LIVE FX Patrol
The Weekly Wrap

The week, explained.

Every Sunday we take two of the majors — GBP/USD and EUR/USD — and break down what moved and why: the rate-expectation shifts, the data, the central-bank speak. Free, no account needed. It's the fundamental read the full engine runs on 37 instruments.

Week ending 07 Jun 2026

EUR/USD EURUSD -1.11% this week

Dollar regains its footing as dual-hike hopes collide

EUR/USD slipped 1.11% on the week, falling from 1.1652 to close near 1.1523 as the dollar found renewed support from rekindled Federal Reserve tightening bets.

The euro's recent run higher hit a wall this week, with EUR/USD shedding over a cent as markets reassessed the relative pace of rate hikes on both sides of the Atlantic. Fed Funds futures now price roughly 31 basis points of net tightening through April 2027, with a coin-flip chance of a move as soon as 17 June.

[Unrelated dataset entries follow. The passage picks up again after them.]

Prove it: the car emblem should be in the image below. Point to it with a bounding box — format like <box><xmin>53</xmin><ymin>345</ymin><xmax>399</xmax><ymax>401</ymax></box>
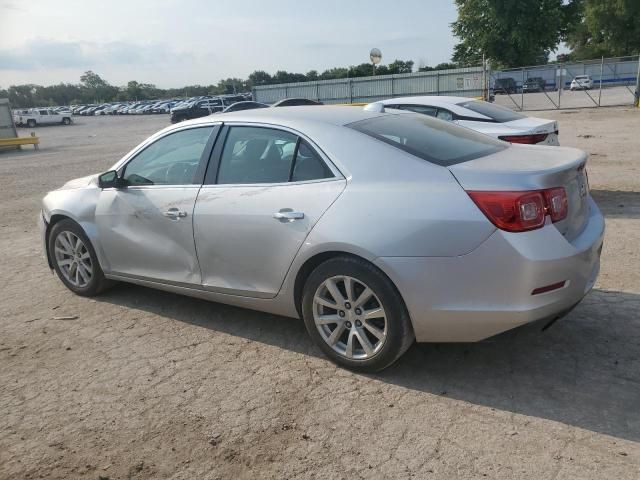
<box><xmin>580</xmin><ymin>183</ymin><xmax>587</xmax><ymax>197</ymax></box>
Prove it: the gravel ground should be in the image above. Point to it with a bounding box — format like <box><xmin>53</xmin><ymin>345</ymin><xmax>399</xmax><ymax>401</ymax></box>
<box><xmin>0</xmin><ymin>108</ymin><xmax>640</xmax><ymax>480</ymax></box>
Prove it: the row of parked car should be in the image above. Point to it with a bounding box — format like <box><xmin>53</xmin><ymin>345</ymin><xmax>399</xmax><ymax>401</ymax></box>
<box><xmin>493</xmin><ymin>75</ymin><xmax>594</xmax><ymax>95</ymax></box>
<box><xmin>71</xmin><ymin>93</ymin><xmax>251</xmax><ymax>116</ymax></box>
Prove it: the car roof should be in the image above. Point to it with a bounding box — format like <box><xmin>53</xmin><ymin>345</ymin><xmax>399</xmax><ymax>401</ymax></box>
<box><xmin>178</xmin><ymin>105</ymin><xmax>384</xmax><ymax>128</ymax></box>
<box><xmin>381</xmin><ymin>95</ymin><xmax>474</xmax><ymax>106</ymax></box>
<box><xmin>380</xmin><ymin>95</ymin><xmax>489</xmax><ymax>119</ymax></box>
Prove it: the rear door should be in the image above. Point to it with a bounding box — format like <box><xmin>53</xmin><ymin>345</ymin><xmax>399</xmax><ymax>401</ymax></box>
<box><xmin>193</xmin><ymin>124</ymin><xmax>346</xmax><ymax>298</ymax></box>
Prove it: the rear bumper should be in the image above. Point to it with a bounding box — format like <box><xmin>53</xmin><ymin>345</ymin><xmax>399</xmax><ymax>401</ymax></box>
<box><xmin>376</xmin><ymin>199</ymin><xmax>604</xmax><ymax>342</ymax></box>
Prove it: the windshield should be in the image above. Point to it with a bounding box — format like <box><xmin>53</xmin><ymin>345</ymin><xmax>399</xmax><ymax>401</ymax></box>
<box><xmin>347</xmin><ymin>114</ymin><xmax>507</xmax><ymax>167</ymax></box>
<box><xmin>458</xmin><ymin>100</ymin><xmax>527</xmax><ymax>123</ymax></box>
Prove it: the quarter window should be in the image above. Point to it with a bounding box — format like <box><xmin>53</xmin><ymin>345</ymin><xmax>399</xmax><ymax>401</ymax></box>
<box><xmin>123</xmin><ymin>127</ymin><xmax>214</xmax><ymax>185</ymax></box>
<box><xmin>291</xmin><ymin>140</ymin><xmax>333</xmax><ymax>182</ymax></box>
<box><xmin>217</xmin><ymin>127</ymin><xmax>333</xmax><ymax>184</ymax></box>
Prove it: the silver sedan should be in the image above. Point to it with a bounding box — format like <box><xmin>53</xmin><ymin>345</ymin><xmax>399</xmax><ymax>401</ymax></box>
<box><xmin>41</xmin><ymin>106</ymin><xmax>604</xmax><ymax>371</ymax></box>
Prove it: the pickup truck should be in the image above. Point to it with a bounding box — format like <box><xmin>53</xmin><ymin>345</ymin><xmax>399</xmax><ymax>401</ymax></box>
<box><xmin>13</xmin><ymin>108</ymin><xmax>71</xmax><ymax>128</ymax></box>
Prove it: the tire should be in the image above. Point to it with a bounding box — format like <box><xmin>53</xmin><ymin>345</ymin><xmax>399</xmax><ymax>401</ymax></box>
<box><xmin>47</xmin><ymin>219</ymin><xmax>113</xmax><ymax>297</ymax></box>
<box><xmin>302</xmin><ymin>256</ymin><xmax>415</xmax><ymax>372</ymax></box>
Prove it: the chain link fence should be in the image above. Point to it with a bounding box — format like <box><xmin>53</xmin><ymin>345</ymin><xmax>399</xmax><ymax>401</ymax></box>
<box><xmin>489</xmin><ymin>56</ymin><xmax>638</xmax><ymax>110</ymax></box>
<box><xmin>253</xmin><ymin>56</ymin><xmax>639</xmax><ymax>110</ymax></box>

That is not a lot of tightening in absolute terms, but the mere possibility of the Fed acting again was enough to put a floor under the dollar.

On the European side, the picture is hardly weak. Eurozone core inflation — which strips out food and energy — came in at 2.5%, a touch above the 2.4% expected, and ECB Governing Council member Olli Rehn all but confirmed a June 'insurance' rate rise is fully baked in. Yet here lies the problem for EUR/USD bulls: both central banks are hiking, so the rate advantage that had been lifting the euro is getting harder to exploit. When both legs of a currency pair are tightening, the differential — the gap that really moves exchange rates — compresses and the trade loses conviction.

Geopolitical noise added a safe-haven bid for the greenback. Iran launched missile strikes against Israel on Sunday, halting flights at Tehran's main airport and prompting warnings of a 'crushing response' to any Israeli counter-move. In moments of acute uncertainty, traders tend to reach for the dollar as the world's reserve currency, and this week was no exception.

With euro positioning sitting near the middle of its historical range (the 43rd percentile — meaning speculators are neither especially long nor short), there is no obvious crowded trade to unwind. The pair looks likely to remain choppy: strong European data argues against a sharp fall, but a Fed that refuses to stand down limits meaningful upside too.

GBP/USD GBPUSD -0.79% this week

Cable slips as stagflation fog and Gulf jitters weigh on the pound

GBP/USD fell 0.79% this week, sliding from 1.3446 to close around 1.3339 as competing pressures on both sides of the Atlantic left sterling without a clear ally.

The pound had a muted but negative week, drifting lower as the fundamental picture on both legs remained muddy. Bank of England Governor Andrew Bailey set the tone early, acknowledging an uncomfortable stagflationary bind: UK inflation is running above target — largely blamed on the Gulf energy shock — yet the growth outlook has been downgraded, stopping just short of recession territory. That "slower, not collapsing" framing gave the BoE no obvious excuse to cut rates, but equally no clear mandate to hike aggressively. The result was a central bank stuck in the middle, and a pound with little rate-differential appeal.

Across the Atlantic, the dollar found quiet support from stubborn Fed pricing. Markets are currently assigning roughly a 50% chance of a Federal Reserve interest-rate hike by the June FOMC meeting, with futures implying around 31 basis points of net tightening priced through to April 2027. When both central banks lean hawkish, the rate-differential edge that normally drives a currency pair disappears — and cable trades on sentiment instead.

Sentiment, unfortunately, was not sterling's friend either. Geopolitical noise dominated the weekend headlines, with UK Foreign Secretary Cooper publicly calling on Iran and Israel to exercise restraint, and European leaders pressing Putin for an immediate ceasefire in Ukraine. Renewed Middle East tension kept risk appetite cautious and oil prices uncertain — the very energy-price volatility that is complicating the BoE's inflation calculus in the first place.

With CFTC data showing leveraged funds only modestly short the pound — nothing like the extreme positioning that can trigger sharp reversals — there was no technical snap-back to rescue sterling. The pair looks set to take its next cue from the US non-farm payrolls report and any further signals from Bailey, with direction genuinely hard to call until the data speaks.